On observing the distribution of the ARoFP among the regions, food poverty appears to be widespread among Italian regions and is not only concentrated in the Southern regions as could be expected considering the existing North–South divide in Italy. This evidence is also confirmed by the analysis at provincial levels, presenting the incidence of food poverty as a widespread phenomenon among the Italian provinces.

A key result obtained by combining ARoFP and food insecurity rates, is that 22.3% of persons are food insecure (2.8%) or at risk of food poverty (18.7) or both (0.8%), with Calabria, Sardegna, Molise and Marche showing the worst scenario.

On summarizing our findings and estimates, it is reasonable to state that: 1. the ARoFP rate is not geographically dependent (no north–south divide) since it is calculated by integrating the different levels of cost of living in the various regions; 2. the FIH targets very vulnerable households – higher in southern Italy; 3. the decompositions of the Theil index between sub-groups highlighted, even if at an aggregate level, the existence of differences between consumption habits and dietary choices, above all for those foods such as vegetables, whose frequent consumption is strongly required by the Mediterranean diet (Benedetti et al., 2016, 2018); 4. the proposed indicators enabled us to capture different valuable insights into topics other than absolute and relative monetary poverty, thus suggesting the need to focus future and further analyses on an integrated dimension that considers both the food poor and the food security dimensions in developed countries, as foreseen by SDGs.

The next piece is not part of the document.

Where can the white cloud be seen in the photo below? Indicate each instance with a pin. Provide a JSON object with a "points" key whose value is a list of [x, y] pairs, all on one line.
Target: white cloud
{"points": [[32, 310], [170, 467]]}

It is worth noting that the proposed measures are monetary based and are therefore sensitive to intra-country price levels also if the use of regional poverty lines mitigates these price level differences. However further research is required to possibly include spatial local price levels in the proposed measures.

Future research could also involve estimating the inequalities according to type of expenditure as well as extending the proposed analytical approach to other countries and territorial systems based on similar HBS structure and design. However, appropriate estimators and corrections should be adopted in order to consider the reduced sample size that this double distinction may reveal. This will enable us to obtain insights into peculiarities of food, diet quality and consumption at sub-national level.